Tea, Tourism Affected by Violence in India's Darjeeling DistrictBy Nilanjana Bhowmick
Darjeeling/Kolkata, India
18 June 2008

India's scenic Darjeeling district is known for its teas and draws tens-of-thousands of tourists each year. But political turmoil in the multi-ethnic district is threatening to undermine the tourism industry and the tea trade. Leaders of an ethnic minority pushing for a separate state have called an indefinite strike. Nilanjana Bhowmick spoke with the leader of the movement, who says he will not compromise, even though the government has rejected demands for part of West Bengal to become a separate state.

Indian supporters of Gorkha People's Liberation Front (GJM) shout slogans as they stage protest in Darjeeling, 17 Jun 2008Members of the Gorkha community in the Indian state of West Bengal began protest strikes last week to demand an independent state, shutting down transportation in some areas and stranding many tourists. The strike was temporarily suspended last week to allow tourists to leave.

In response to the latest protests, the West Bengal government met on Tuesday with the leaders of all the major political parties in the state. The communist government in West Bengal has offered to meet with the leaders of the Gorkha independence movement, but has ruled out demands for a Gorkha state.

The leader of the separatist movement, Bimal Gurung, said he declined to meet with the West Bengal chief minister, and that the strike would continue.

Gurung says his movement is peaceful. He says he called for the indefinite shutdown after consultation with people from the grassroots level and it has wide support.

The Gorkha community fought for a separate state in the 1980s, and at least 1200 people died.

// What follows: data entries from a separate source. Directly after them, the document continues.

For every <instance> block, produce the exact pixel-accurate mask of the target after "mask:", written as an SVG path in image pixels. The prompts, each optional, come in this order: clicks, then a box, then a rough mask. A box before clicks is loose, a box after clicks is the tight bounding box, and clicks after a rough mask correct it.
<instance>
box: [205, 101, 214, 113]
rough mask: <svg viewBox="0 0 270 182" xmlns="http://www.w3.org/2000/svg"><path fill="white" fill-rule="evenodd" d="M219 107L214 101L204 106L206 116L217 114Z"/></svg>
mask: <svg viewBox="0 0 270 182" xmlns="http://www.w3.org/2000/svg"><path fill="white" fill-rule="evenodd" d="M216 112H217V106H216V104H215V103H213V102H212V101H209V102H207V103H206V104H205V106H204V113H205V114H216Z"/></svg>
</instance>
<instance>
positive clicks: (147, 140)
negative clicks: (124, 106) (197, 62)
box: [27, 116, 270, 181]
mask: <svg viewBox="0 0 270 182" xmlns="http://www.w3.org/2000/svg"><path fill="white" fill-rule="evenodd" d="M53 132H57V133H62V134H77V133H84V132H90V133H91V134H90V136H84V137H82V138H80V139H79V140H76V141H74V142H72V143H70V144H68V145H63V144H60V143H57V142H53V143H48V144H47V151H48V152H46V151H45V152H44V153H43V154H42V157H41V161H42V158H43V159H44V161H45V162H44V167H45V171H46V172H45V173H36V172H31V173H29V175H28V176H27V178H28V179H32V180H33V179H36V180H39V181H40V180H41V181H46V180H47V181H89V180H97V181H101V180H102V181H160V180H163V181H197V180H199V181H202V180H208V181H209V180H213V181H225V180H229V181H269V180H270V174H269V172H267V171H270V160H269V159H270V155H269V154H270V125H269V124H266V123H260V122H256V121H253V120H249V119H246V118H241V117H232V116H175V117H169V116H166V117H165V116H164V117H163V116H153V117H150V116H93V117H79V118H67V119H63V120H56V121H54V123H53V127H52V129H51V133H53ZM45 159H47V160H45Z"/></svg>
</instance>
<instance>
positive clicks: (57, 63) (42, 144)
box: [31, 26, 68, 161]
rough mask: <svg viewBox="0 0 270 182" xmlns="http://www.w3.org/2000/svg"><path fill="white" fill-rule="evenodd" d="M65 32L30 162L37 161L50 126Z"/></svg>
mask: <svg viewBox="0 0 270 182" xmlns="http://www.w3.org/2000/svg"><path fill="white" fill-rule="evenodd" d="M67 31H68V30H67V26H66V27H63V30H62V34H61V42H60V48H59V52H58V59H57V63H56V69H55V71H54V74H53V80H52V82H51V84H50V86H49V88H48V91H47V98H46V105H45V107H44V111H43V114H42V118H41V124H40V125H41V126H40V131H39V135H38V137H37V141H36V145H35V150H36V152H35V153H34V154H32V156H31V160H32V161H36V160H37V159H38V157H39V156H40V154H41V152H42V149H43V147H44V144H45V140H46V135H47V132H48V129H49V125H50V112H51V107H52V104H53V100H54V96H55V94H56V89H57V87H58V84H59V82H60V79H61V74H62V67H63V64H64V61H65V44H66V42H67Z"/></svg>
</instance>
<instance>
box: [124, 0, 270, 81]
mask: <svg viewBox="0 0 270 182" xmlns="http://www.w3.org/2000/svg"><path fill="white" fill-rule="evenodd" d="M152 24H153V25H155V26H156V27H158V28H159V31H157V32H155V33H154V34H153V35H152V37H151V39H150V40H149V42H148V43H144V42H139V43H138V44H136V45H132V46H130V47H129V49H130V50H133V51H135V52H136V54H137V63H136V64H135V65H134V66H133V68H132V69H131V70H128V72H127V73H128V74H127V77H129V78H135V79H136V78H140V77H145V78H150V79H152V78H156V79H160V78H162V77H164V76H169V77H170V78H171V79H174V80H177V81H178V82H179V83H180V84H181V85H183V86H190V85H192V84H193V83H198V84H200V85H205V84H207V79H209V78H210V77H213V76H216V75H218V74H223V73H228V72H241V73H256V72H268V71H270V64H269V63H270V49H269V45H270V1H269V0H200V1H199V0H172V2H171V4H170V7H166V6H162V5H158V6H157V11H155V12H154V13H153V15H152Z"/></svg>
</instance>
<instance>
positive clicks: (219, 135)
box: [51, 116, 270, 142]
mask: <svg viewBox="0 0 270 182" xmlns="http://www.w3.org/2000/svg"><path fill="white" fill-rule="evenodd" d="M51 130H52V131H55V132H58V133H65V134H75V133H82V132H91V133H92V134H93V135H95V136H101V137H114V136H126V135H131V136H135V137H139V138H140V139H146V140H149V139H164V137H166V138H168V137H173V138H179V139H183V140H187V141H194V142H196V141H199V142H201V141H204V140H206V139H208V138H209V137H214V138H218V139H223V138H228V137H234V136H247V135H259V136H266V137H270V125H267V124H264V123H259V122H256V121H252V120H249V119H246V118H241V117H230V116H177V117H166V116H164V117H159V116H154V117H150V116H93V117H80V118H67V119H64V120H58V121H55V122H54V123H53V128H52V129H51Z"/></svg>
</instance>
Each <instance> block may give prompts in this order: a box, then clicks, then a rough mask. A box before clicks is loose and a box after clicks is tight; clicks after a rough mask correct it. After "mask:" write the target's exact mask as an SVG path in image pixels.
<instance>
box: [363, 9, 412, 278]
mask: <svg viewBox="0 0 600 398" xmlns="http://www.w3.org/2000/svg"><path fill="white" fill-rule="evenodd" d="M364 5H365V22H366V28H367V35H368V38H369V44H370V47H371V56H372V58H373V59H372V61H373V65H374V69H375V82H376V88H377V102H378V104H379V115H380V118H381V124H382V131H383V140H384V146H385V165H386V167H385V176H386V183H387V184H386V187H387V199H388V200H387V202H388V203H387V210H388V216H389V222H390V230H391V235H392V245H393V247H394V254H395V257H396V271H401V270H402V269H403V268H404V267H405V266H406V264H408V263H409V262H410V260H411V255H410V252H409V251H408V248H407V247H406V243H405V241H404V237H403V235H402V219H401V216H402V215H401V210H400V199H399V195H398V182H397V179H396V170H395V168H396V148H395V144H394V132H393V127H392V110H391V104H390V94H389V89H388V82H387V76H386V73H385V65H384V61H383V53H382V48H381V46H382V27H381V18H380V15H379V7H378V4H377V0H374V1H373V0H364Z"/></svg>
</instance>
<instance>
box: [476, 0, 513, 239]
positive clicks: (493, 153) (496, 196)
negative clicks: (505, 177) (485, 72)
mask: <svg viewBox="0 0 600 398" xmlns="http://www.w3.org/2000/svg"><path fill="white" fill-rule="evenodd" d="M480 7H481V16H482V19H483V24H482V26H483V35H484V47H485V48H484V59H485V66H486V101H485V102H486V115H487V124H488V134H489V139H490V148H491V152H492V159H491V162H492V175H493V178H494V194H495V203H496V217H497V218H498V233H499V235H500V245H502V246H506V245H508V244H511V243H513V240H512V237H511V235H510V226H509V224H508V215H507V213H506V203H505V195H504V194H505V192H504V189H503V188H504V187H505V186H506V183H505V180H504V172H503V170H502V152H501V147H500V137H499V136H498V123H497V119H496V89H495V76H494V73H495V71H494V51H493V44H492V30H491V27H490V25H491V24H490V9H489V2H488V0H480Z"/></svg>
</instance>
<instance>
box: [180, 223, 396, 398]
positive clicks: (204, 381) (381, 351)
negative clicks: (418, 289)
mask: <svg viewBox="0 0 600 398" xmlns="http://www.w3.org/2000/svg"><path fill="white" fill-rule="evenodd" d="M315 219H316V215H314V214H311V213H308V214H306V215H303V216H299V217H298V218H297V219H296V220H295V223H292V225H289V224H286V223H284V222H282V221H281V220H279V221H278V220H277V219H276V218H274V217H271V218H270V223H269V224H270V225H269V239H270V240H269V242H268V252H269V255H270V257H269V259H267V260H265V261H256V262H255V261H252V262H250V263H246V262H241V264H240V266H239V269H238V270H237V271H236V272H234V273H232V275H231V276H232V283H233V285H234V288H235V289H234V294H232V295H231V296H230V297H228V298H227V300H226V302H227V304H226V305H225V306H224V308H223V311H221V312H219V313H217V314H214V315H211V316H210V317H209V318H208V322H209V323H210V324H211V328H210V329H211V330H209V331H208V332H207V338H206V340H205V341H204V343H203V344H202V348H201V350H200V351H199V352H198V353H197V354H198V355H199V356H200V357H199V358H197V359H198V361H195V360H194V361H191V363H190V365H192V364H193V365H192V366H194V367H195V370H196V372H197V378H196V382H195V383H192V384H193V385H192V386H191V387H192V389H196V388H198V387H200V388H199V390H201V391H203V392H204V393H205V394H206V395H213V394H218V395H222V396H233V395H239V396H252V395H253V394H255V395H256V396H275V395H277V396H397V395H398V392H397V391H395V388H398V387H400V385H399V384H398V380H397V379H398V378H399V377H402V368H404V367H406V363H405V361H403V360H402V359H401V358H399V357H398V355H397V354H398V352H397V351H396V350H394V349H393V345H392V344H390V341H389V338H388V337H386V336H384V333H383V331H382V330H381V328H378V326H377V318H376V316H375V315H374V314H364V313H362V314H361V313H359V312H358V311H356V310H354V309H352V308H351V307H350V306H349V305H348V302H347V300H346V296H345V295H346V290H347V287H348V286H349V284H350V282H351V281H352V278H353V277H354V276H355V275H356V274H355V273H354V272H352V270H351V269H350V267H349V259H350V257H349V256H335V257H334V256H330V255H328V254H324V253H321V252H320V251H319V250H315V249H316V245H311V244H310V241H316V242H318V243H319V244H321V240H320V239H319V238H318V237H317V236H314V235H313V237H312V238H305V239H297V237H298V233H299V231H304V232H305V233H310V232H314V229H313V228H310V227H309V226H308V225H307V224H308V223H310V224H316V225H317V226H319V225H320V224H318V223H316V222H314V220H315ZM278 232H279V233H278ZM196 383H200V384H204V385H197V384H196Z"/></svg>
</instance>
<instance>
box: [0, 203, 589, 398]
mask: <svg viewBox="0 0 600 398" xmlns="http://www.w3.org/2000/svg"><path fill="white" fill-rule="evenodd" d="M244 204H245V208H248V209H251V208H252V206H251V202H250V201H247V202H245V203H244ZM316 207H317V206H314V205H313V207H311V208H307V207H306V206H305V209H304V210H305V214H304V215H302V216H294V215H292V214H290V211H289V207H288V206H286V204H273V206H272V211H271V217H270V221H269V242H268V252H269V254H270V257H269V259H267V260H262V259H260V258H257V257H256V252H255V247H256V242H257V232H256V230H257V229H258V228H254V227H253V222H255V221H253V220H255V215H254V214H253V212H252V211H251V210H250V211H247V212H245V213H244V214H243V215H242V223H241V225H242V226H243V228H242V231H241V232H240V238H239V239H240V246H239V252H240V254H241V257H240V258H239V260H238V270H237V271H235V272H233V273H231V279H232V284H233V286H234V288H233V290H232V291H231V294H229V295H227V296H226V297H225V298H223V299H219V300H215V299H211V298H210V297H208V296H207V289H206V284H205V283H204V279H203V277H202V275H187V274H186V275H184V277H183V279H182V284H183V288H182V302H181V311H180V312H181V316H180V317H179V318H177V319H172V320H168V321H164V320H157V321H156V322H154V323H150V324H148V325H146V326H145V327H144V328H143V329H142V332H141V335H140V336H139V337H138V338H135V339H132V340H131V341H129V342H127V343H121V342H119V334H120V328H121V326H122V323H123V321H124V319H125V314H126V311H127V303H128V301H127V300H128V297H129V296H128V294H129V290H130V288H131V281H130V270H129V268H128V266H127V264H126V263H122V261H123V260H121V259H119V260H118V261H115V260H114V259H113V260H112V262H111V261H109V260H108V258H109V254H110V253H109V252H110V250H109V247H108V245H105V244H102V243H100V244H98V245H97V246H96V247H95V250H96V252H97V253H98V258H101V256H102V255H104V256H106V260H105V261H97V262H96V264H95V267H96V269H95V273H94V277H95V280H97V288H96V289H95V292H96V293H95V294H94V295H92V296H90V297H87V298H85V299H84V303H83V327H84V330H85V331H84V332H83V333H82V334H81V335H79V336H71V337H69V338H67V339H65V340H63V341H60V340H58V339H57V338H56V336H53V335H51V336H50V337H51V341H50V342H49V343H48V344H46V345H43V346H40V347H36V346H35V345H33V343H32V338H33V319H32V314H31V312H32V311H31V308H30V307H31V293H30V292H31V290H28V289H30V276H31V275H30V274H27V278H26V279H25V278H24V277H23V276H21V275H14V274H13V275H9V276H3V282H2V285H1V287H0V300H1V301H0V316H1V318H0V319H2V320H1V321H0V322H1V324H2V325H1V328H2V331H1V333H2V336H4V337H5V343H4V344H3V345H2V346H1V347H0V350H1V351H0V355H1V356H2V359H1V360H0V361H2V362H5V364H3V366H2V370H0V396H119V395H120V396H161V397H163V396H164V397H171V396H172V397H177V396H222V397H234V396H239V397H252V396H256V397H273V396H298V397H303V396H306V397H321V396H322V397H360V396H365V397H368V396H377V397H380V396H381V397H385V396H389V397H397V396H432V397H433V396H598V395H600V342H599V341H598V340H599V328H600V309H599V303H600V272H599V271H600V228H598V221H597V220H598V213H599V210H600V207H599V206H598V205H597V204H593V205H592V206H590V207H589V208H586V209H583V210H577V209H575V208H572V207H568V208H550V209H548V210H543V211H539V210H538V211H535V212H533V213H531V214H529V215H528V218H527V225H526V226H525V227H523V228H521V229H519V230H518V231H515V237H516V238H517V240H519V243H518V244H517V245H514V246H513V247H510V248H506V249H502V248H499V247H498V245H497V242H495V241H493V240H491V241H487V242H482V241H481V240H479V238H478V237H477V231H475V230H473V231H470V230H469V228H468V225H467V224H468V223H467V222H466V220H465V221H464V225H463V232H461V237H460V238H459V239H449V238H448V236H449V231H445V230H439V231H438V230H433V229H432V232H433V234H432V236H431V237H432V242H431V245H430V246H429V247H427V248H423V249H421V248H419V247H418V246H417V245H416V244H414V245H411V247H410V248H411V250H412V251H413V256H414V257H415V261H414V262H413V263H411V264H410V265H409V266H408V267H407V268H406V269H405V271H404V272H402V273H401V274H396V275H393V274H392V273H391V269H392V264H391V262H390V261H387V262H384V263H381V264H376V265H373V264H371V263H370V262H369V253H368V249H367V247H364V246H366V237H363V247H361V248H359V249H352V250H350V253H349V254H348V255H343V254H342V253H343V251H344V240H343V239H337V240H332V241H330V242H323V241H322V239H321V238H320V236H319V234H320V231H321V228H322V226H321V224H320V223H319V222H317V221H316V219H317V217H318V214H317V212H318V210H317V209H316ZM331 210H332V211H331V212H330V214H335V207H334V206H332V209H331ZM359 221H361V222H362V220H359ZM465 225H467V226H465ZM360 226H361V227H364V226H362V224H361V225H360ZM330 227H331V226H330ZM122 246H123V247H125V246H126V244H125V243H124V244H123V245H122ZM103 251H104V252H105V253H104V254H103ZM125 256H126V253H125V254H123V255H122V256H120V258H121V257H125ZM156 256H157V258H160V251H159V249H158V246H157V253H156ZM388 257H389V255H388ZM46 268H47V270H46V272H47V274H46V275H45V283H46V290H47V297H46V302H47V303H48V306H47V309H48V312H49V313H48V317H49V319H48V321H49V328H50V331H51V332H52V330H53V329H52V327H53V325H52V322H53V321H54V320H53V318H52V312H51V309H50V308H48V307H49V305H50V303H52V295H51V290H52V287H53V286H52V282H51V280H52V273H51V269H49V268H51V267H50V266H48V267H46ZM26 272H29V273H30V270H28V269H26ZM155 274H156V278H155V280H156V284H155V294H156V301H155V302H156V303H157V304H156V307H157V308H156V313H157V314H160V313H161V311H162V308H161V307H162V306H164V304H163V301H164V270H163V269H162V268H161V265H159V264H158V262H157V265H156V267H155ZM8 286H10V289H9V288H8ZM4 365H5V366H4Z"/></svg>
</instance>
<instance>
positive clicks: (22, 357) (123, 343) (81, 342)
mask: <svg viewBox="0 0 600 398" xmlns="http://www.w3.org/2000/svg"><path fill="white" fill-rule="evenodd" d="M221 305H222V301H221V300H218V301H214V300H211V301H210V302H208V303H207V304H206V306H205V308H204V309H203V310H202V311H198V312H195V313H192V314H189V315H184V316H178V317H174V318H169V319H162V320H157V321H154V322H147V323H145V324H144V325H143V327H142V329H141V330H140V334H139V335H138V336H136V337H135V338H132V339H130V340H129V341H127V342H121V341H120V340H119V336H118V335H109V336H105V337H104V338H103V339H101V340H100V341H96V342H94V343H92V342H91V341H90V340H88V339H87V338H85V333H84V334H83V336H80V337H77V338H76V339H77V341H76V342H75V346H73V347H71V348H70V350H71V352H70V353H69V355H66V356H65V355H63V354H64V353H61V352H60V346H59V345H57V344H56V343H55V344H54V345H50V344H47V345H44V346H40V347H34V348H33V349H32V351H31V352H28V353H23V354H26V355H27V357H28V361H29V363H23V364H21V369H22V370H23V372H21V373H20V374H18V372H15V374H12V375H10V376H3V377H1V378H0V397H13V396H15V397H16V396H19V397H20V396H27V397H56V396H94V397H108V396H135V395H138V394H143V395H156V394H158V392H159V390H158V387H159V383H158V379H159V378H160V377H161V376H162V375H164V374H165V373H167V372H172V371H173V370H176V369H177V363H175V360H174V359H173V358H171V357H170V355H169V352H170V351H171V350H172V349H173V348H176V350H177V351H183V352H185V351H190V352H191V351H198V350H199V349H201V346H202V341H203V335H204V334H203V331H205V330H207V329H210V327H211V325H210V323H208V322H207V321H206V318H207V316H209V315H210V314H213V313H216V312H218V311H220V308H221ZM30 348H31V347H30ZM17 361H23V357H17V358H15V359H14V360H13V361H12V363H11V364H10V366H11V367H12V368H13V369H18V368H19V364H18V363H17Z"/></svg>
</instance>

The group later settled for greater autonomy.

Gurung says the Gorkhas have fought many decisive wars for India, starting under colonial rule. Gurung says many Gorkhas belong to the forces manning India's borders.

He says, "if tomorrow I give a call, they will leave their posts unmanned and come here to fight for their Gorkhaland. Then what will happen to India's borders?" He says, "I am saying, 'give us our demand and see how we continue to shed blood for the country.'"

Leaders of the Gorkha say they are ready to talk with the central government in New Delhi, along with all the major parites in West Bengal state.